A legislative committee has placed a hold on proposed regulations for a program requiring the scoring and ranking of state-funded local transportation projects.
During that hearing, Democratic lawmakers expressed concerns that Gov. Larry Hogan and Department of Transportation Secretary Pete K. Rahn intentionally drafted the regulations poorly to push all state funding to projects in urbanized counties in an effort to make the issue political rather than one about transparency regarding how nearly $1 billion in state money is allocated and spent annually.
The regulations establish a nine-category scoring system that considers safety, the environment, economic effects, return on investment and local priorities. The total score — 900 is the maximum for any one project — is then weighted based on the total population in the jurisdiction where the project is located. More populous areas that make up a larger percentage of state’s population would result in a heavier weighting of the raw score.

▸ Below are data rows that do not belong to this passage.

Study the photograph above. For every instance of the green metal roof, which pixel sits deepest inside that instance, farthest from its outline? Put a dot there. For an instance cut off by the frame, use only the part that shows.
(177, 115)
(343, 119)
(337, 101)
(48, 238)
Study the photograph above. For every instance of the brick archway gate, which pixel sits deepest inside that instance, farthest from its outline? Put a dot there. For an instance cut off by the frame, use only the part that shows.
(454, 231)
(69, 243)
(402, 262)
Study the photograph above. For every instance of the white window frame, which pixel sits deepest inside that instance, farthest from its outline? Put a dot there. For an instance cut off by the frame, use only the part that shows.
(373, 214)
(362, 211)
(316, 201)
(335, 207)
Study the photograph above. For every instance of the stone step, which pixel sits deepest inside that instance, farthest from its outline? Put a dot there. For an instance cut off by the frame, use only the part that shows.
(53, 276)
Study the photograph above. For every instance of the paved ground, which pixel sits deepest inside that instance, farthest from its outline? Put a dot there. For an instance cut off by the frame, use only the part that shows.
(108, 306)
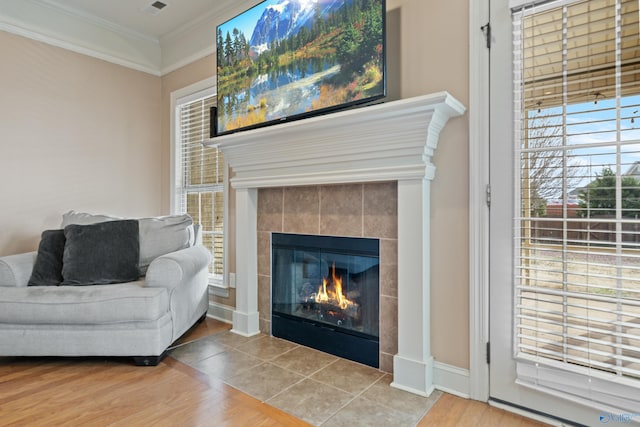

The weighting system added by the state Department of Transportation, however, mirrors a legislative proposal that was opposed by the Maryland Association of Counties and was ultimately removed from the final bill by the state Senate.
Rahn told legislators the bad regulations were the natural outcome of a bad bill and called for a repeal.
The legislative hold is just a delay tactic unless Hogan and Rahn withdrawn the proposed rules and resubmit new ones, something Rahn said Wednesday is unlikely.
Ultimately the committee cannot stop the implementation of the regulations, which could happen as early as Feb. 10 while the legislature is in session, when lawmakers have the ability act on any proposed regulations.